With the road closed to other vehicular traffic by the county sheriff and the spotters in place, we took our place at the starting point. The route begins on a slight incline leading to a curve that is barely noticeable at 55 mph. Around the curve is the crest of a hill, and then what unfolds before an eager driver’s eyes is a two-mile straight stretch all the way to the finish line.

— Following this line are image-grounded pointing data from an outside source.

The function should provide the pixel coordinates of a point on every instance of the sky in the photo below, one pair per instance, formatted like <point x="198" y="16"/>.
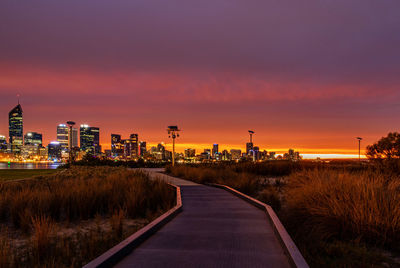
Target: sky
<point x="310" y="75"/>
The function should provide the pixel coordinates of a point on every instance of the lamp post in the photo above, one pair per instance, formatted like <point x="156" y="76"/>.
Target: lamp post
<point x="359" y="148"/>
<point x="70" y="125"/>
<point x="173" y="133"/>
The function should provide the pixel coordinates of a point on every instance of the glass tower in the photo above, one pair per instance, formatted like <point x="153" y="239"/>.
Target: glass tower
<point x="90" y="139"/>
<point x="16" y="128"/>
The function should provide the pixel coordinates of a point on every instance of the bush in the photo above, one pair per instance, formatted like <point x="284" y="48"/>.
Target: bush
<point x="346" y="206"/>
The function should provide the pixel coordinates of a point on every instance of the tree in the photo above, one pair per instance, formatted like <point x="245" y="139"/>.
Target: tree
<point x="386" y="148"/>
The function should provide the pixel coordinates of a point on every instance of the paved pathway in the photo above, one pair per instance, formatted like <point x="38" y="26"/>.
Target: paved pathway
<point x="215" y="229"/>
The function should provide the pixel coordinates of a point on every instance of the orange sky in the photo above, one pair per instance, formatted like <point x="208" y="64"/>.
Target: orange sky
<point x="311" y="77"/>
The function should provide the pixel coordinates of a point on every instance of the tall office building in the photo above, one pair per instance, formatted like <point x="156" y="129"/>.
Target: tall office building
<point x="215" y="149"/>
<point x="249" y="148"/>
<point x="236" y="154"/>
<point x="54" y="151"/>
<point x="142" y="147"/>
<point x="190" y="153"/>
<point x="3" y="144"/>
<point x="90" y="139"/>
<point x="117" y="145"/>
<point x="62" y="136"/>
<point x="131" y="148"/>
<point x="33" y="138"/>
<point x="15" y="125"/>
<point x="74" y="137"/>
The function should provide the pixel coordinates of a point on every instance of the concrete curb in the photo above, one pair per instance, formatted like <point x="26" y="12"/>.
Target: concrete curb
<point x="291" y="250"/>
<point x="116" y="253"/>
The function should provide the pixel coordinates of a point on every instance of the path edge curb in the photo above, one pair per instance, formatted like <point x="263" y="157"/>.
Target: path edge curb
<point x="124" y="248"/>
<point x="295" y="257"/>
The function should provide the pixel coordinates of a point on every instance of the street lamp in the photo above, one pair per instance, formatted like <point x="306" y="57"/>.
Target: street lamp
<point x="70" y="125"/>
<point x="173" y="133"/>
<point x="359" y="148"/>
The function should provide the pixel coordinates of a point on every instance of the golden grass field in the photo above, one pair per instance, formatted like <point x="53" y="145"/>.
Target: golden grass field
<point x="345" y="216"/>
<point x="68" y="218"/>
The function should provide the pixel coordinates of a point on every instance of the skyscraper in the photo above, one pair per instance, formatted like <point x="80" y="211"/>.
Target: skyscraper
<point x="90" y="139"/>
<point x="54" y="151"/>
<point x="3" y="144"/>
<point x="249" y="148"/>
<point x="215" y="149"/>
<point x="131" y="149"/>
<point x="33" y="138"/>
<point x="143" y="149"/>
<point x="62" y="136"/>
<point x="117" y="145"/>
<point x="74" y="137"/>
<point x="15" y="124"/>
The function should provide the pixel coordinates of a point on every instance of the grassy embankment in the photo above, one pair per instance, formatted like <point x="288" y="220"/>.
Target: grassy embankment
<point x="69" y="218"/>
<point x="339" y="214"/>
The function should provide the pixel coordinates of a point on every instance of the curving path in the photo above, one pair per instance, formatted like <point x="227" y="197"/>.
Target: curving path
<point x="215" y="229"/>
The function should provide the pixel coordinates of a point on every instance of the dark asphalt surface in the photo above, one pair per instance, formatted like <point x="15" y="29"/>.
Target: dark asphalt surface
<point x="215" y="229"/>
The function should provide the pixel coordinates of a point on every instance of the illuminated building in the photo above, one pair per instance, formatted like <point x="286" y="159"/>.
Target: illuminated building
<point x="236" y="154"/>
<point x="54" y="151"/>
<point x="3" y="144"/>
<point x="205" y="155"/>
<point x="131" y="146"/>
<point x="62" y="136"/>
<point x="90" y="139"/>
<point x="16" y="128"/>
<point x="225" y="155"/>
<point x="249" y="148"/>
<point x="190" y="153"/>
<point x="74" y="137"/>
<point x="117" y="145"/>
<point x="33" y="138"/>
<point x="256" y="152"/>
<point x="215" y="150"/>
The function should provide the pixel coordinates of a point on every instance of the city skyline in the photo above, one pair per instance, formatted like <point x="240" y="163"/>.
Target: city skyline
<point x="62" y="137"/>
<point x="305" y="80"/>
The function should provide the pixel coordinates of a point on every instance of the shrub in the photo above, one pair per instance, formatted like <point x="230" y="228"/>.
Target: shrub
<point x="345" y="206"/>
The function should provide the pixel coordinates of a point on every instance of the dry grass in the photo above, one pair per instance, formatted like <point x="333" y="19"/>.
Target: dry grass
<point x="244" y="182"/>
<point x="345" y="205"/>
<point x="326" y="208"/>
<point x="81" y="193"/>
<point x="340" y="215"/>
<point x="36" y="211"/>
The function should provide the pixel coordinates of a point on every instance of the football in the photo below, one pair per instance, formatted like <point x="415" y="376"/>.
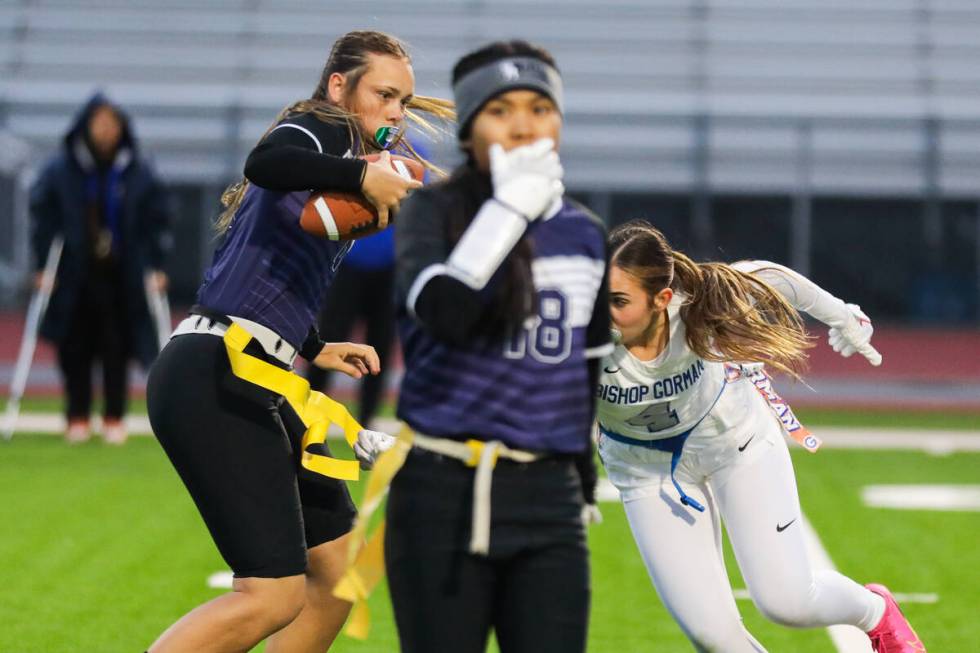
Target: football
<point x="347" y="216"/>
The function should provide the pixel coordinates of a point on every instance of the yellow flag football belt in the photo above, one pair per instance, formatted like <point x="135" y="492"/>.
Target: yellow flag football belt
<point x="365" y="565"/>
<point x="315" y="409"/>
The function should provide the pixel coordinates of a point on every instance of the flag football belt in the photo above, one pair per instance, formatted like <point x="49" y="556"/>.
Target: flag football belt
<point x="483" y="456"/>
<point x="365" y="564"/>
<point x="316" y="410"/>
<point x="270" y="341"/>
<point x="758" y="377"/>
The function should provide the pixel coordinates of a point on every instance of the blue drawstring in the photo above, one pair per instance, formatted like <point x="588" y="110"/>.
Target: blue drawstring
<point x="674" y="445"/>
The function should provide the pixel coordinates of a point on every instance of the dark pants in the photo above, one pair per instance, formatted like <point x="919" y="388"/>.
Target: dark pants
<point x="533" y="587"/>
<point x="98" y="332"/>
<point x="237" y="448"/>
<point x="359" y="294"/>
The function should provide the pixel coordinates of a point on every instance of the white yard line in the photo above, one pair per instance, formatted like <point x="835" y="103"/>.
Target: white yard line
<point x="923" y="497"/>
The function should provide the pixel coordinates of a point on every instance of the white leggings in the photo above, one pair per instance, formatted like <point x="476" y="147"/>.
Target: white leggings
<point x="754" y="492"/>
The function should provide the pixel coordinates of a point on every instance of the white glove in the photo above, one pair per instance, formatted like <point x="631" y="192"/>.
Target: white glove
<point x="855" y="336"/>
<point x="370" y="445"/>
<point x="591" y="514"/>
<point x="526" y="179"/>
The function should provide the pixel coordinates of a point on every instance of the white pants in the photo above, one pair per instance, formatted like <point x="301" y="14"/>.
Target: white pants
<point x="754" y="491"/>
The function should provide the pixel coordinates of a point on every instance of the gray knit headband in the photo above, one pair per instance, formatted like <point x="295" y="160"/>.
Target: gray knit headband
<point x="479" y="86"/>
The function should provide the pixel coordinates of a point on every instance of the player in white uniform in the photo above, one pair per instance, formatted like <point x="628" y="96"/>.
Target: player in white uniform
<point x="687" y="438"/>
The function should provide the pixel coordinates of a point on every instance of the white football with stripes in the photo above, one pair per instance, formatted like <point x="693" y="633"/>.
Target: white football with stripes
<point x="347" y="216"/>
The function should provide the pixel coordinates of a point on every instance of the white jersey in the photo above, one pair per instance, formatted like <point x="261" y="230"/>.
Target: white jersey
<point x="661" y="398"/>
<point x="678" y="390"/>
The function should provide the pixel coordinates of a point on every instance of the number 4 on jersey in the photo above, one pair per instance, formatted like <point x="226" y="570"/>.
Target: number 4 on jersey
<point x="656" y="417"/>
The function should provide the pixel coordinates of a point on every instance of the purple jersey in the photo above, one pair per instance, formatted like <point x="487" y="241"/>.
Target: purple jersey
<point x="268" y="269"/>
<point x="531" y="391"/>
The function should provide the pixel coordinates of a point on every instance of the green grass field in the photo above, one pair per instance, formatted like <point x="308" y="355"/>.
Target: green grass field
<point x="102" y="549"/>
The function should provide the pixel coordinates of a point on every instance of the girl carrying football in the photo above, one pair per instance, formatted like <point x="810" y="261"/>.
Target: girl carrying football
<point x="688" y="438"/>
<point x="235" y="444"/>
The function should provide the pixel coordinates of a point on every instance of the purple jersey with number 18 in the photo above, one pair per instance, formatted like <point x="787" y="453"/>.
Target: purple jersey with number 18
<point x="532" y="391"/>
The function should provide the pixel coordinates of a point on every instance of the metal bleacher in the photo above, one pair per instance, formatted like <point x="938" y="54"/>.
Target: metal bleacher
<point x="854" y="97"/>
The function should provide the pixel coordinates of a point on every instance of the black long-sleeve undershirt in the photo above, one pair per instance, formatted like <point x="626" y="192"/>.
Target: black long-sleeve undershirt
<point x="289" y="159"/>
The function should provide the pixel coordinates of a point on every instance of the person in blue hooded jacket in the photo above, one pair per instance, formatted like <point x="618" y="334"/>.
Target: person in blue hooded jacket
<point x="114" y="215"/>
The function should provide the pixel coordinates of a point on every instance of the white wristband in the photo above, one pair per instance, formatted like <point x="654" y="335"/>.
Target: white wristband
<point x="485" y="244"/>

Previously we covered how smooth and comfortable the McLaren can be when cruising around town, but at full throttle the acceleration is brutal. The digital speedo seemed to skip numbers as it climbed quickly — eclipsing 100 mph in no time, and as we started around the curve we were already at 140 mph. Once we safely crested the hill, it was time to put the pedal down — and down it went.
Keeps On Pulling
Amazingly, the acceleration never seemed to slow or taper off — 170 mph, then 180 mph, and then 190 mph quickly came and went. My driving companion and I eventually hit 209 mph — the fastest I had ever driven — before slowing slightly and crossing the finish line at a hair over 196 mph. Highway 75 may be long, but it’s not the smoothest of roads — something barely noticeable at “normal” speeds — but at 200 mph every little pit, crack and seam gets amplified into a bumpy ride. That said, through it all the McLaren 720S was completely stable, confident and controllable.
Versatility in a Supercar
The performance demanded of a vehicle at the Sun Valley Tour de Force showcases the incredible abilities and versatility of the McLaren 720S. This extreme sports car is one that can easily be driven around town (it actually has cupholders), has a trunk large enough for a few small bags, and has excellent visibility as well as a high-end audio system. And it’s strangely comforting and reassuring to understand that, when needed, the mighty 720S can rocket down the road at more than 200 mph.